Needham followed the movement with his gaze, his jaw clenching at the sound. “No, it shall be because I have the one thing you want more than the land.”
Bourne considered Needham for a long moment, the words echoing in their dark corner before he brushed them aside. “You can’t give me the only thing I want more than Falconwell.”
“Langford’s ruin.”
Revenge.
The word shot through him, a whisper of promise, and Bourne leaned forward, slowly. “You lie.”
“I should call you out for the suggestion.”
“It won’t be my first duel.” He waited. When Needham did not rise to the bait, he said, “I’ve looked. There’s nothing to be found that can ruin him.”
“You haven’t looked in the right places.”
It had to be a lie. “You think that with my reach, with the reach of The Angel, I have not turned London inside out for a whiff of scandal on the stench of Langford?”
“Not even the files at your precious hell would have this.”
“I know everything he’s done, everywhere he’s been. I know the man’s life better than he himself. And I am telling you, he took everything I had and spent the last nine years living a pristine life off my lands.”
Needham reached into his coat again. Withdrew another document, this one smaller. Older. “This happened far more than nine years ago.”
Bourne’s gaze narrowed on the paper, registered the Langford seal. He raised his eyes to his future father-in-law. His heart began to pound, something frighteningly akin to hope in his chest. He didn’t like the way he hung on the silence that swirled between them. Willed himself calm. “You think to tempt me with some ancient letter?”
“You want this letter, Bourne. It’s worth a dozen of your famous files. And it’s yours, assuming you keep my girls’ names out of your dirt.”
The marquess had never been one to pull his punches. He said precisely what he thought, whenever he thought it—the product of holding two of the more venerable titles in the peerage—and Bourne couldn’t help but admire the man for his straightforwardness. He knew what he wanted, aimed for it.
What the marquess did not know was that his eldest daughter had negotiated these precise terms the evening before. That document, whatever it was, would not require additional payment.

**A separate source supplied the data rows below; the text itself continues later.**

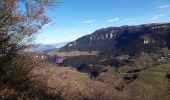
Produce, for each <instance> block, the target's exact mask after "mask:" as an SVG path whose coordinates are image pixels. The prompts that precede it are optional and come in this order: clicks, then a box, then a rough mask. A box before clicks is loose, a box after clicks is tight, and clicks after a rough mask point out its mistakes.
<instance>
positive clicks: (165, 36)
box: [60, 23, 170, 52]
mask: <svg viewBox="0 0 170 100" xmlns="http://www.w3.org/2000/svg"><path fill="white" fill-rule="evenodd" d="M169 30H170V23H152V24H143V25H133V26H127V25H124V26H120V27H108V28H102V29H99V30H96V31H94V32H93V33H92V34H89V35H85V36H83V37H81V38H78V39H77V40H75V41H73V42H70V43H68V44H67V45H66V46H64V47H62V48H60V51H74V50H79V51H100V52H108V51H112V50H116V51H117V50H118V49H121V48H123V47H125V46H127V44H132V42H133V41H135V39H138V42H139V41H140V42H141V43H143V44H150V43H151V44H153V43H152V42H161V40H155V39H157V38H158V37H159V36H163V37H162V38H163V39H164V38H166V37H167V35H168V34H169ZM156 36H158V37H156ZM142 38H143V40H142ZM164 40H165V39H164ZM136 41H137V40H136ZM164 42H166V43H165V44H166V45H169V42H168V39H166V40H165V41H164ZM141 43H140V45H143V44H141ZM154 45H155V44H154ZM160 45H161V44H160ZM118 51H119V50H118Z"/></svg>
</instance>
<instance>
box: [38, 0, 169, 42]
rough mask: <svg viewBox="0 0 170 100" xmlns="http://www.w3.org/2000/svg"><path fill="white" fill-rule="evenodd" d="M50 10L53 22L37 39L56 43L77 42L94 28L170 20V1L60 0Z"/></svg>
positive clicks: (50, 14)
mask: <svg viewBox="0 0 170 100" xmlns="http://www.w3.org/2000/svg"><path fill="white" fill-rule="evenodd" d="M58 1H59V2H63V3H61V4H58V6H57V7H52V8H49V9H48V10H46V15H48V16H49V17H50V18H51V20H52V22H51V23H49V24H48V25H45V26H44V27H43V29H42V30H40V31H39V34H38V35H37V39H36V42H37V43H42V44H55V43H59V42H65V41H73V40H75V39H77V38H79V37H81V36H84V35H87V34H90V33H92V32H93V31H95V30H97V29H100V28H105V27H110V26H122V25H138V24H145V23H162V22H170V0H58Z"/></svg>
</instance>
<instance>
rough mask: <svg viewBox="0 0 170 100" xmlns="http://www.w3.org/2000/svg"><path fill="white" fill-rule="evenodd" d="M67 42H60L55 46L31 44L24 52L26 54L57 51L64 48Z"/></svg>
mask: <svg viewBox="0 0 170 100" xmlns="http://www.w3.org/2000/svg"><path fill="white" fill-rule="evenodd" d="M67 43H68V42H61V43H56V44H32V45H30V46H29V47H28V48H27V49H25V50H24V51H26V52H43V51H47V50H52V49H57V48H61V47H63V46H65V45H66V44H67Z"/></svg>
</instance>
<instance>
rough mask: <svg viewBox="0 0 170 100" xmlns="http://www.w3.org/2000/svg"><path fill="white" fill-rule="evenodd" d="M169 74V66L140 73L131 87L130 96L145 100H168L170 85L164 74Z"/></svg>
mask: <svg viewBox="0 0 170 100" xmlns="http://www.w3.org/2000/svg"><path fill="white" fill-rule="evenodd" d="M168 72H170V64H164V65H160V66H157V67H154V68H151V69H149V70H147V71H144V72H142V73H141V74H140V75H139V78H138V79H137V80H136V81H135V82H133V83H132V84H131V85H130V86H131V94H132V96H134V97H143V98H145V99H158V100H169V99H168V98H170V95H168V94H167V91H168V87H169V86H170V83H169V82H168V80H167V78H166V77H165V76H166V73H168Z"/></svg>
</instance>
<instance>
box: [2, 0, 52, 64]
mask: <svg viewBox="0 0 170 100" xmlns="http://www.w3.org/2000/svg"><path fill="white" fill-rule="evenodd" d="M54 2H55V0H0V65H1V66H2V64H4V63H5V62H9V61H10V60H11V59H12V58H13V57H15V56H16V55H17V53H18V51H19V50H21V49H23V48H24V47H25V46H26V45H27V44H29V43H30V42H31V41H32V39H33V37H34V36H35V34H36V33H37V32H38V30H39V29H41V27H42V26H43V25H45V24H48V23H49V21H50V20H49V18H48V17H47V16H45V14H44V11H45V8H46V7H47V6H53V4H54Z"/></svg>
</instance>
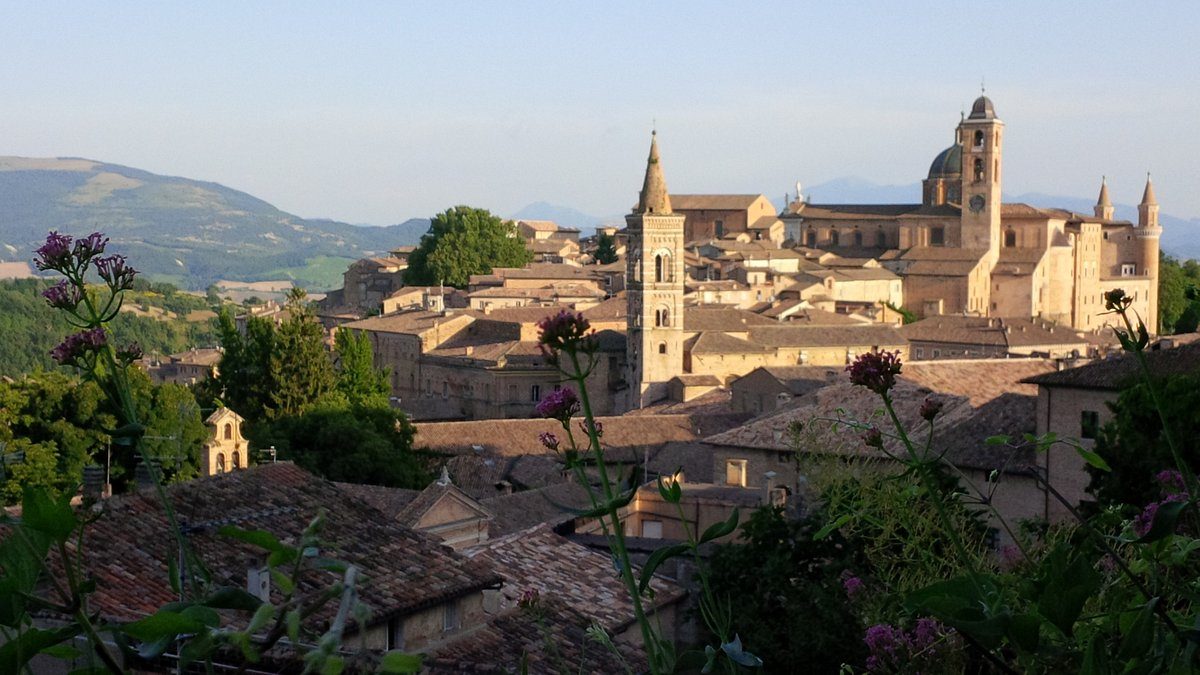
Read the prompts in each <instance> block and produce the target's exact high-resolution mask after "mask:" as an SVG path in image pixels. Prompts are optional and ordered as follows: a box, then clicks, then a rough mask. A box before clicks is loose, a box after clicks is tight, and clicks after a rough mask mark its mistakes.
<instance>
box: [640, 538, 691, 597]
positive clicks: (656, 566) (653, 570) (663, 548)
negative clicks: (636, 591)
mask: <svg viewBox="0 0 1200 675" xmlns="http://www.w3.org/2000/svg"><path fill="white" fill-rule="evenodd" d="M689 550H691V545H690V544H671V545H670V546H662V548H660V549H655V551H654V552H652V554H650V557H648V558H646V565H644V566H642V579H641V580H640V581H638V583H637V592H638V593H644V592H646V589H647V587H648V586H649V585H650V578H652V577H654V571H655V569H658V568H659V566H660V565H662V563H664V562H666V561H667V560H670V558H672V557H674V556H677V555H683V554H685V552H688V551H689Z"/></svg>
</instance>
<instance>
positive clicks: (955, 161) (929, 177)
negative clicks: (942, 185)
mask: <svg viewBox="0 0 1200 675" xmlns="http://www.w3.org/2000/svg"><path fill="white" fill-rule="evenodd" d="M961 175H962V147H960V145H959V144H958V143H955V144H954V145H950V147H949V148H947V149H944V150H942V151H941V153H938V154H937V156H936V157H934V163H932V165H930V166H929V178H959V177H961Z"/></svg>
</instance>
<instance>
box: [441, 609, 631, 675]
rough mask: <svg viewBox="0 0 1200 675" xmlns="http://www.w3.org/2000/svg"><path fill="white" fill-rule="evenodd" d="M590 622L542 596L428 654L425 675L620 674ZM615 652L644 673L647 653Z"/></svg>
mask: <svg viewBox="0 0 1200 675" xmlns="http://www.w3.org/2000/svg"><path fill="white" fill-rule="evenodd" d="M590 625H592V621H590V620H589V619H588V617H587V616H584V615H583V614H581V613H580V611H578V610H576V609H574V608H571V607H569V605H568V604H566V603H565V602H563V601H560V599H558V598H553V597H548V598H541V599H540V601H539V603H538V607H536V608H535V609H533V610H514V611H509V613H505V614H503V615H499V616H497V617H496V619H493V620H492V621H490V622H488V623H487V626H485V627H482V628H479V629H476V631H473V632H472V633H470V634H469V635H464V637H462V638H460V639H457V640H452V641H450V643H448V644H444V645H442V646H438V647H436V649H432V650H430V652H428V656H427V658H426V659H425V662H424V669H422V670H421V671H422V673H425V674H427V675H460V674H475V673H488V674H509V673H530V674H546V673H578V674H581V675H582V674H589V675H590V674H594V675H610V674H611V673H618V671H620V670H623V668H622V667H620V664H619V662H618V661H617V658H616V657H614V656H613V655H612V652H610V651H608V650H606V649H604V647H601V646H600V645H598V644H595V641H593V640H592V639H590V638H589V637H588V635H587V629H588V627H589V626H590ZM617 650H618V651H619V652H620V653H622V657H623V658H624V661H625V663H628V664H629V667H630V669H631V670H632V671H634V673H644V671H646V670H647V662H646V653H644V651H642V650H641V649H640V647H632V646H630V645H629V644H626V643H625V641H623V640H622V641H618V643H617Z"/></svg>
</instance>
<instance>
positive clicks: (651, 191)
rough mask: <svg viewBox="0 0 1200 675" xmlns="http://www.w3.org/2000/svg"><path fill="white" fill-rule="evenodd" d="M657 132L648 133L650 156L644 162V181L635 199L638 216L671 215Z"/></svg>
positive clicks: (665, 180) (654, 131) (656, 131)
mask: <svg viewBox="0 0 1200 675" xmlns="http://www.w3.org/2000/svg"><path fill="white" fill-rule="evenodd" d="M658 136H659V132H658V131H656V130H655V131H652V132H650V156H649V157H648V159H647V160H646V180H644V181H643V183H642V193H641V196H640V197H638V199H637V211H636V213H638V214H658V215H666V214H670V213H671V196H670V195H667V181H666V179H665V178H664V177H662V162H660V161H659V139H658Z"/></svg>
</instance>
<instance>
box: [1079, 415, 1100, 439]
mask: <svg viewBox="0 0 1200 675" xmlns="http://www.w3.org/2000/svg"><path fill="white" fill-rule="evenodd" d="M1099 432H1100V413H1098V412H1096V411H1093V410H1086V411H1084V412H1081V413H1079V437H1080V438H1096V437H1097V436H1098V435H1099Z"/></svg>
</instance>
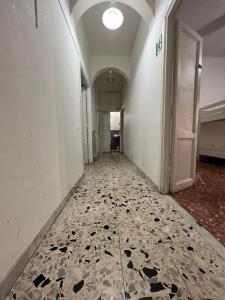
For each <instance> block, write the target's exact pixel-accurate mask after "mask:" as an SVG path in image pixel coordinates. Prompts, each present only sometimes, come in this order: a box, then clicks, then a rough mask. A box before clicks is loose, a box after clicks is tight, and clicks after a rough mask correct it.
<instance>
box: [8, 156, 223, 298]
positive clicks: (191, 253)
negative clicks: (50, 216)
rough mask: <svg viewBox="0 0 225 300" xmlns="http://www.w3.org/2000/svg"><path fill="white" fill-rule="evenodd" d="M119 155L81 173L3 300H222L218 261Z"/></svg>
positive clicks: (175, 213)
mask: <svg viewBox="0 0 225 300" xmlns="http://www.w3.org/2000/svg"><path fill="white" fill-rule="evenodd" d="M197 228H198V225H197V223H196V222H195V220H194V219H192V218H191V217H190V216H188V215H187V214H185V213H184V212H182V211H181V210H180V209H179V207H178V205H177V203H176V202H175V201H173V200H171V198H170V197H168V196H162V195H160V194H159V193H157V192H156V191H155V190H154V188H153V187H152V186H151V185H150V183H149V182H148V180H146V178H144V177H143V176H142V175H140V173H139V171H138V170H137V169H136V168H135V166H133V165H132V164H131V163H130V162H129V161H128V160H127V159H126V158H125V157H124V156H121V155H119V154H112V155H111V154H105V155H102V156H100V157H99V159H98V160H97V162H95V163H93V164H92V165H90V166H88V167H87V168H86V172H85V178H84V179H83V180H82V182H81V183H80V185H79V187H77V188H75V189H74V193H73V196H72V197H71V199H70V200H69V201H68V202H67V204H66V206H65V207H64V209H63V211H62V213H61V214H60V216H59V217H58V218H57V220H56V221H55V223H54V225H53V226H52V228H51V229H50V231H49V232H48V233H47V235H46V237H45V238H44V239H43V241H42V243H41V245H40V247H39V248H38V250H37V251H36V253H35V255H34V257H33V258H32V259H31V260H30V262H29V263H28V265H27V266H26V268H25V270H24V271H23V273H22V274H21V276H20V277H19V279H18V281H17V282H16V284H15V285H14V287H13V289H12V291H11V292H10V294H9V296H8V297H7V300H9V299H10V300H11V299H20V300H30V299H34V300H36V299H37V300H42V299H43V300H52V299H55V300H58V299H64V300H72V299H78V300H86V299H87V300H125V299H126V300H127V299H132V300H168V299H180V300H203V299H204V300H206V299H213V300H225V282H224V278H225V261H224V260H223V259H222V258H221V257H220V256H218V254H217V253H216V251H215V250H214V249H213V248H212V247H211V246H210V245H209V243H208V242H207V241H206V240H205V239H204V237H203V236H202V235H200V233H199V231H198V230H197Z"/></svg>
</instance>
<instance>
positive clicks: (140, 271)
mask: <svg viewBox="0 0 225 300" xmlns="http://www.w3.org/2000/svg"><path fill="white" fill-rule="evenodd" d="M138 273H139V275H140V277H141V278H142V279H143V280H144V276H143V275H142V273H141V271H140V270H139V272H138Z"/></svg>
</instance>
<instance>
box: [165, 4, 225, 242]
mask: <svg viewBox="0 0 225 300" xmlns="http://www.w3.org/2000/svg"><path fill="white" fill-rule="evenodd" d="M199 12H201V16H200V15H199ZM224 15H225V7H224V5H222V2H221V7H219V3H218V6H217V7H215V6H214V4H213V3H212V2H207V3H206V2H204V3H203V2H202V1H201V0H183V1H176V4H175V6H174V8H173V9H172V11H171V13H170V15H169V16H168V28H167V29H168V32H167V34H168V36H167V39H168V49H167V68H166V72H167V86H166V99H167V100H166V109H165V111H166V110H167V117H165V118H167V120H166V126H165V133H166V134H165V140H164V145H165V147H167V149H168V148H169V150H167V151H166V152H165V153H166V155H165V156H164V159H165V161H167V163H166V164H165V165H167V166H168V168H167V170H164V171H165V172H164V173H163V174H164V176H165V177H166V180H167V184H168V188H167V191H169V192H170V193H171V194H172V195H173V197H174V198H175V199H176V201H177V202H179V203H180V204H181V205H182V206H183V207H184V208H185V209H186V210H187V211H188V212H189V213H190V214H191V215H192V216H194V218H195V219H196V220H197V221H198V222H199V223H200V224H201V225H202V226H204V227H205V228H206V229H207V230H208V231H209V232H210V233H212V234H213V235H214V237H215V238H216V239H217V240H218V241H220V242H221V243H222V244H223V245H225V224H224V220H225V185H224V182H225V88H224V82H225V72H224V70H225V42H221V41H224V39H223V37H224V35H225V22H224ZM174 40H175V44H174V42H173V41H174ZM170 116H172V117H170ZM168 144H170V147H168Z"/></svg>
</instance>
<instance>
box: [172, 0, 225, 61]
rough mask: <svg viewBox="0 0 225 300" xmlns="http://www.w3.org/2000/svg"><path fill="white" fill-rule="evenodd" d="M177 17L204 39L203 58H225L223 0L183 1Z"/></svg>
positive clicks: (224, 41)
mask: <svg viewBox="0 0 225 300" xmlns="http://www.w3.org/2000/svg"><path fill="white" fill-rule="evenodd" d="M177 17H179V18H180V19H182V20H183V21H184V22H185V23H187V24H189V25H190V26H191V27H192V28H193V29H194V30H196V31H197V32H199V34H200V35H201V36H203V38H204V48H203V54H204V56H209V57H210V56H211V57H225V0H183V3H182V4H181V6H180V8H179V10H178V13H177Z"/></svg>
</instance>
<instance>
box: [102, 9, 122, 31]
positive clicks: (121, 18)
mask: <svg viewBox="0 0 225 300" xmlns="http://www.w3.org/2000/svg"><path fill="white" fill-rule="evenodd" d="M123 21H124V17H123V13H122V12H121V10H119V9H118V8H116V7H110V8H108V9H107V10H106V11H105V12H104V14H103V16H102V22H103V24H104V25H105V27H106V28H108V29H110V30H116V29H118V28H120V27H121V26H122V25H123Z"/></svg>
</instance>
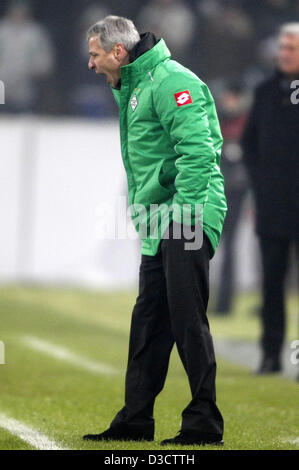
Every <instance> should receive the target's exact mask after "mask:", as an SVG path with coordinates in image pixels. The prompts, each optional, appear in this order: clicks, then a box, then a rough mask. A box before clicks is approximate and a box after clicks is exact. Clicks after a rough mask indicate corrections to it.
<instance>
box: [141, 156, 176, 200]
mask: <svg viewBox="0 0 299 470" xmlns="http://www.w3.org/2000/svg"><path fill="white" fill-rule="evenodd" d="M163 163H164V161H162V162H160V163H159V164H158V165H157V166H156V168H155V170H154V172H153V173H152V176H151V177H150V178H149V180H148V181H147V182H146V184H145V185H144V186H143V187H140V188H138V190H137V192H136V194H135V199H134V203H135V204H144V205H145V206H149V205H150V204H159V203H163V202H166V201H167V200H169V199H170V198H171V196H172V195H173V194H174V184H171V185H170V186H168V187H166V186H164V185H162V184H161V182H160V178H161V175H163V170H162V166H163ZM162 180H163V179H162Z"/></svg>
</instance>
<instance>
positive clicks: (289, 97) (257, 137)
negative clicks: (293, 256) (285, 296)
mask: <svg viewBox="0 0 299 470" xmlns="http://www.w3.org/2000/svg"><path fill="white" fill-rule="evenodd" d="M296 79H297V80H298V79H299V23H292V24H286V25H285V26H284V27H283V28H282V29H281V32H280V36H279V52H278V61H277V70H276V72H275V74H274V76H273V77H271V78H270V79H268V80H266V81H265V82H263V83H262V84H260V85H259V86H258V88H257V89H256V92H255V97H254V103H253V106H252V109H251V113H250V116H249V119H248V123H247V125H246V129H245V132H244V136H243V146H244V159H245V162H246V166H247V169H248V173H249V175H250V179H251V184H252V188H253V192H254V195H255V202H256V233H257V235H258V237H259V241H260V247H261V254H262V264H263V306H262V312H261V316H262V326H263V333H262V338H261V345H262V350H263V358H262V362H261V364H260V368H259V370H258V372H259V373H261V374H265V373H271V372H279V371H280V370H281V363H280V354H281V350H282V346H283V340H284V335H285V278H286V273H287V267H288V265H289V255H290V247H291V244H292V243H293V242H295V243H296V245H297V261H296V264H297V267H298V259H299V258H298V251H299V184H298V182H299V159H298V151H299V150H298V149H299V105H298V104H297V105H296V104H295V103H293V102H292V99H291V94H292V93H293V92H294V90H293V89H292V88H291V83H292V82H293V81H294V80H296Z"/></svg>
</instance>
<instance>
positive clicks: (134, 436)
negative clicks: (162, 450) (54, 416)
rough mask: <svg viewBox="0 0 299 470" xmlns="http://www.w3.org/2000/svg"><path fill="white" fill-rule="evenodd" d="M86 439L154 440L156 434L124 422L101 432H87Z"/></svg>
mask: <svg viewBox="0 0 299 470" xmlns="http://www.w3.org/2000/svg"><path fill="white" fill-rule="evenodd" d="M83 440H84V441H153V440H154V436H153V433H152V432H151V431H150V432H149V431H144V430H143V431H142V430H141V429H140V428H139V429H136V428H135V429H134V428H133V427H131V426H130V427H129V426H128V425H125V424H122V425H118V426H113V427H111V428H109V429H107V430H106V431H104V432H102V433H101V434H86V435H85V436H83Z"/></svg>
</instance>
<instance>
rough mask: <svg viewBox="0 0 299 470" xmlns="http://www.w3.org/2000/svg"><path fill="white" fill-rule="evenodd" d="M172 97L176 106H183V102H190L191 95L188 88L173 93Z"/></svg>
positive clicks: (185, 102) (189, 102)
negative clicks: (185, 90) (182, 90)
mask: <svg viewBox="0 0 299 470" xmlns="http://www.w3.org/2000/svg"><path fill="white" fill-rule="evenodd" d="M174 97H175V100H176V104H177V105H178V106H183V105H184V104H189V103H192V99H191V95H190V93H189V91H188V90H186V91H180V92H179V93H175V94H174Z"/></svg>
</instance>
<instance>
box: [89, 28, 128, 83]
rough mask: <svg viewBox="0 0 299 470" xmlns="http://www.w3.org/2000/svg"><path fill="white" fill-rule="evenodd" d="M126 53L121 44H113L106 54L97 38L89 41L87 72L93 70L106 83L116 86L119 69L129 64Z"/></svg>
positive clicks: (104, 50) (118, 78) (125, 51)
mask: <svg viewBox="0 0 299 470" xmlns="http://www.w3.org/2000/svg"><path fill="white" fill-rule="evenodd" d="M128 57H129V55H128V53H127V51H126V50H125V48H124V46H123V45H122V44H121V43H118V44H115V46H114V47H113V49H112V50H111V51H109V52H106V51H105V50H104V49H103V48H102V47H101V46H100V43H99V39H98V37H97V36H93V37H92V38H90V40H89V62H88V67H89V70H94V71H95V72H96V73H97V74H99V75H105V76H106V78H107V82H108V83H109V84H111V85H112V86H113V87H115V86H116V84H117V81H118V79H119V77H120V68H121V66H122V65H125V64H127V63H128V62H129V60H128Z"/></svg>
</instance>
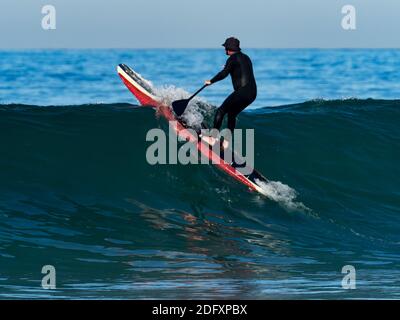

But Needham deserved his own punishment—punishment for ignoring Langford’s behavior all those years ago. Punishment for using Falconwell on the marriage mart.
Punishment that Bourne was more than willing to mete out. “You are a fool if you think I will agree without knowing what is inside. I built my fortune on scandal, thieved it from pockets of sin. I shall be the judge of whether that document is worth my effort.”
Needham opened the letter, laid it on the table, slowly. Turned it to face Bourne and held it down with one finger. Bourne couldn’t help himself. He leaned forward more quickly than he would have liked, his eyes scanning the page.
Dear God.
He looked up, met Needham’s knowing gaze. “It’s real?”
The older man nodded once. Twice.
Bourne reread the lines. Took in the scrawl across the bottom of the paper, unmistakably Langford’s, though the paper was thirty years old.
Twenty-nine.
“Why would you share this? Why give it to me?”
“You give me little choice.” Needham hedged. “I like the boy . . . I kept this close at hand because I thought that Penelope would marry him eventually, and he’d require protection. Now my girls need that protection. A father does what he must. You make sure that Penelope’s reputation is unblemished by this match and that the others’ are worthy of decent matches, and it is yours.”
Bourne turned his glass in a slow circle, watching the way it caught the candlelight of the pub for a long moment before lifting his gaze to Needham. “I shan’t wait for the girls’ weddings.”
Needham dipped his head, suddenly gracious. “I shall settle for betrothals.”
“No. Betrothals are dangerous indeed when it comes to your daughters, I hear.”
“I should walk away from you right now,” Needham threatened.
“But you won’t. We are strange bedfellows, you and I.” He sat back in his chair, tasting victory. “I want the other daughters in town as quickly as possible. I’ll get them courted. They’ll not be tarnished by their sister’s marriage.”
“Courted by decent men,” Needham qualified. “No one with half his estate in hock to The Angel.”
“Get them to town. I find I am no longer willing to wait for my revenge.”
Needham’s gaze narrowed. “I shall regret marrying her to you.”
Bourne tossed back his drink and turned the glass upside down on the wooden table. “It is unfortunate, then, that you haven’t a choice.”
Chapter Seven
Dear M—
I’ve just seen you off, and I came inside straightaway to write.